Many commentators believe that Raisi is the leader’s preferred heir. “Raisi rose very quickly on the scale of promotions and senior positions in the country,” explains Benny Sabati, a social media researcher at the Jerusalem Institute for Strategy and Security, one of the founders of the IDF Spokesman in Persian, and a native of Tehran, on the N12. He is very much connected to the Revolutionary Guards. Ahmadinejad was a puppet, Raisi is the flesh and blood of the regime. The leader wants him and is probably raising him as the next leader. “

The leader’s son, Majatba Khamenei, is also considered a possible candidate for his father’s legacy, but he is not recognized in the public arena. Some believe that Raisi is intended by the leader to hold the throne as a “bridge” or as an interim period until Khamenei Jr. matures in his readiness to ascend to the throne, and also to prevent a display of nepotism and inherited tenure.

Impact on Israel

The return of the firm and conservative line to the presidency could have a major impact on Israel in the coming years. In contrast to the cold embrace received by the Revolutionary Guards from Rohani – which manifested itself in budget cuts, condemnations and loose labor ties – Raisi is expected to give them a windfall that will fuel their activities in the region.

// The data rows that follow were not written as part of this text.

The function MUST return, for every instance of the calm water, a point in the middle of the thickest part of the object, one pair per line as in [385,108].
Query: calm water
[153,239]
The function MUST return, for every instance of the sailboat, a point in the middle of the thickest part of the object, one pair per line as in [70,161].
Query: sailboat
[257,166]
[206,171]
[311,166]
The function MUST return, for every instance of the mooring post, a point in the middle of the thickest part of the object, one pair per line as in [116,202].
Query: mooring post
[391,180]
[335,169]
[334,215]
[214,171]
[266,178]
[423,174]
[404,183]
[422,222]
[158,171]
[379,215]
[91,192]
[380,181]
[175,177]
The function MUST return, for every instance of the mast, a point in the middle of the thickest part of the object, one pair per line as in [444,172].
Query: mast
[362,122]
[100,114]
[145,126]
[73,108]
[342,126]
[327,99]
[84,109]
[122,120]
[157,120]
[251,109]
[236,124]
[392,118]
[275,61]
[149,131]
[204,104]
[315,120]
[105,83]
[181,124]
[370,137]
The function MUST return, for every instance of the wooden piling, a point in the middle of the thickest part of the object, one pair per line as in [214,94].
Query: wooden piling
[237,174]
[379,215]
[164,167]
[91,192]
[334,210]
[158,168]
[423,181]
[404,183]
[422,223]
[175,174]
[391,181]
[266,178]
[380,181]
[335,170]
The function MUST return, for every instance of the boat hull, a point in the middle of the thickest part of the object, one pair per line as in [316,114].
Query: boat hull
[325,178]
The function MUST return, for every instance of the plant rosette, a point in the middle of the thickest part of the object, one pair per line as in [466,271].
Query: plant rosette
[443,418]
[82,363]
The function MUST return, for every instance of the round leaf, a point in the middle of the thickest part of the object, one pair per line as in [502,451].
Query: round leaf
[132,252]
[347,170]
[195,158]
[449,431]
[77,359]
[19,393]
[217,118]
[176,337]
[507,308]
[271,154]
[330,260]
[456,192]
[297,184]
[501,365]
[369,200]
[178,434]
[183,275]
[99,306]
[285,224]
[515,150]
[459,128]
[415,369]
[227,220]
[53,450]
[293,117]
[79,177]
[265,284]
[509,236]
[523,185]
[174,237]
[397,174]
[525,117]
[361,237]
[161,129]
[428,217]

Iranian voters stand in line to vote (Photo: ap)
Less than half of Iran’s eligible voters went to the polls | Photo: ap

However, experts believe that there is hope for the degree of responsibility that exists in the presidency: “It is possible that the fact that Raisi will be in power will make it possible to pass in the conservative camps the amended nuclear agreement, which has been negotiated intensively in Vienna in recent weeks,” explains Sabati. The conservative and his harsh temperament are not suitable for leading change, what is more, the warming of the direct confrontation in the IDF between Israel and Iran makes it difficult for a real change to take place.

On the other hand, there are commentators who believe that from Israel’s point of view, it is possible that a better president serves as Raisi, from the perception that the extremist line in Iran does for us the best information service vis-à-vis Western countries.